This past week was quite a week for the markets, with a record move in gold and Bernanke's comments leading the charge. However, there was also unexpected news in Warren Buffett's investment in Bank of America and the resignation of Steve Jobs from Apple.
Yes it's true that Buffett made an investment in BAC, but I certainly don't think it's the vote of confidence some make it out to be. The worst offender in that regard, as always, is CNBC. Early in the morning, their main caption headline was "BAC up on Buffett investment in stock". This is very misleading. The cumulative perpetually preferred shares Buffett received can barely be classified as stock. With a guaranteed 6% return, and no market risk (par liquidation value), Buffett is not really accumulating any real equity in the company. Then there are the warrants, which give Buffett the ability, but not the obligation, to truly invest in BAC stock.
So what does it mean for BAC shareholders? Yes, there's a vote of confidence that BAC will not go bankrupt any time soon. But at the same time, the warrants mean that the shareholders can suffer heavy dilution at any time. Who wants to own equity in a company that has such an huge overhang limiting its upside? Of course some say that Buffett is a long term investor. If Buffett exercises those warrants, it's because he plans to hold a large piece of the company for a long time. That may be true. But the warrants last for 10 years, and is it clear that Buffett will still be there in that time?
Which leads me to what I thought was one of the more interesting questions to come out of the events this week. Would I rather have Berkshire without Buffett or Apple without Jobs? Who has the bigger impact on their respective company? Will Apple be slow to innovate without Jobs like the struggles Microsoft has had? Will Berkshire be able to get the same vulture-tastic deals without Buffett? I personally think AAPL is the better bet there as it has such a loyal customer base.

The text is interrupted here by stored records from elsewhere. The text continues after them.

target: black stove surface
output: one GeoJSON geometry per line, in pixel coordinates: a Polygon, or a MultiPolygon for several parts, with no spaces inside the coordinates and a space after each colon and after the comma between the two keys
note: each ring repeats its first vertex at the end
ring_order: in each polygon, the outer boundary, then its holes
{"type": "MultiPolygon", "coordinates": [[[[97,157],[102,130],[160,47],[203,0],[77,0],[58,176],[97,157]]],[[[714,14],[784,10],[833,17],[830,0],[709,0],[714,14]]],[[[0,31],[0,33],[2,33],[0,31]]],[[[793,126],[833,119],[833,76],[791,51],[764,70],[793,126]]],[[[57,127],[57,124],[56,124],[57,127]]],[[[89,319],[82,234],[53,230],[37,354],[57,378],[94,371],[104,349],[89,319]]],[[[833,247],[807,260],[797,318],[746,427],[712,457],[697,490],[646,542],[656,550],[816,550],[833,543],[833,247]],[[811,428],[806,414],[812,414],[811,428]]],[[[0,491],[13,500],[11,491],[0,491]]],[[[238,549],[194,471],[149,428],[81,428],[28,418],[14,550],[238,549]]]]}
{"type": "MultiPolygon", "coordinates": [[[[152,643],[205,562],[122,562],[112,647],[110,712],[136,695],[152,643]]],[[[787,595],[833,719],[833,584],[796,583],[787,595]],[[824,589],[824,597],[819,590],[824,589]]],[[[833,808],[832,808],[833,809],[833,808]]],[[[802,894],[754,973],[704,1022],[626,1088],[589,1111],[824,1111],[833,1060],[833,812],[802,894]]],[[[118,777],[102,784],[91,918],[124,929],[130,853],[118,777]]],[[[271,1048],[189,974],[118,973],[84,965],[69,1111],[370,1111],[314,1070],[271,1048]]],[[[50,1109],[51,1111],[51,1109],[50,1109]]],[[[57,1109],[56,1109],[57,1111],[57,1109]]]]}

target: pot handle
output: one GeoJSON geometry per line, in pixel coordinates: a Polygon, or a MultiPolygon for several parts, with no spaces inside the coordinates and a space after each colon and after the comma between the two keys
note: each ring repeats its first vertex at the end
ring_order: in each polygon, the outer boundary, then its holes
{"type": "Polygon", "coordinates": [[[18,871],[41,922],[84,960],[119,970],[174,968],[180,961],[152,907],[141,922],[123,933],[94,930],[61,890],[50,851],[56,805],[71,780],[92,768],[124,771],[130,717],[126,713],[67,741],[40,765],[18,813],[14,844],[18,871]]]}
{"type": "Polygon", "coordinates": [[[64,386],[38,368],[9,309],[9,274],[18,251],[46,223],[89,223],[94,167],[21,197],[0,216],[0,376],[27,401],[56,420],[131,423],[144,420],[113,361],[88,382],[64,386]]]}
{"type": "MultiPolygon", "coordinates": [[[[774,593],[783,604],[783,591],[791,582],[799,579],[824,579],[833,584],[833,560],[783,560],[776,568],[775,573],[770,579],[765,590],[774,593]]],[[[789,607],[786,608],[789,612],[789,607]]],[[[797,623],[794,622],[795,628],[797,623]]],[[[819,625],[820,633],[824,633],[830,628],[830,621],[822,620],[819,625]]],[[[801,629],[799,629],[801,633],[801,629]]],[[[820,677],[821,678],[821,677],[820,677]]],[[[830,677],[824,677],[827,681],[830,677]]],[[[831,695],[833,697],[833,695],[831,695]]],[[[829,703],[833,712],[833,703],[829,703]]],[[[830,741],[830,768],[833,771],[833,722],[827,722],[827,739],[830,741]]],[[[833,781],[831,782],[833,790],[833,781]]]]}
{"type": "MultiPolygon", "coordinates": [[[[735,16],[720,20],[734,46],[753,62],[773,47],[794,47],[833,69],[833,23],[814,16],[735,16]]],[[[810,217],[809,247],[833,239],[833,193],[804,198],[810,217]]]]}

Speaking of vulture-tastic deals, how does this BAC deal compare? Obviously the 6% pales in comparison to the 10% GS deal. A deal so one-sided GS couldn't buy Buffett out quick enough. While Buffett reportedly is offering BAC a better deal because conditions are better, I don't buy it. I think it's a statement to the fact that there are fewer opportunities to get an equivalent return elsewhere. While the investment may be a vote of confidence that BAC isn't going bankrupt any time soon, I think it shows a lack of confidence in the future economic outlook.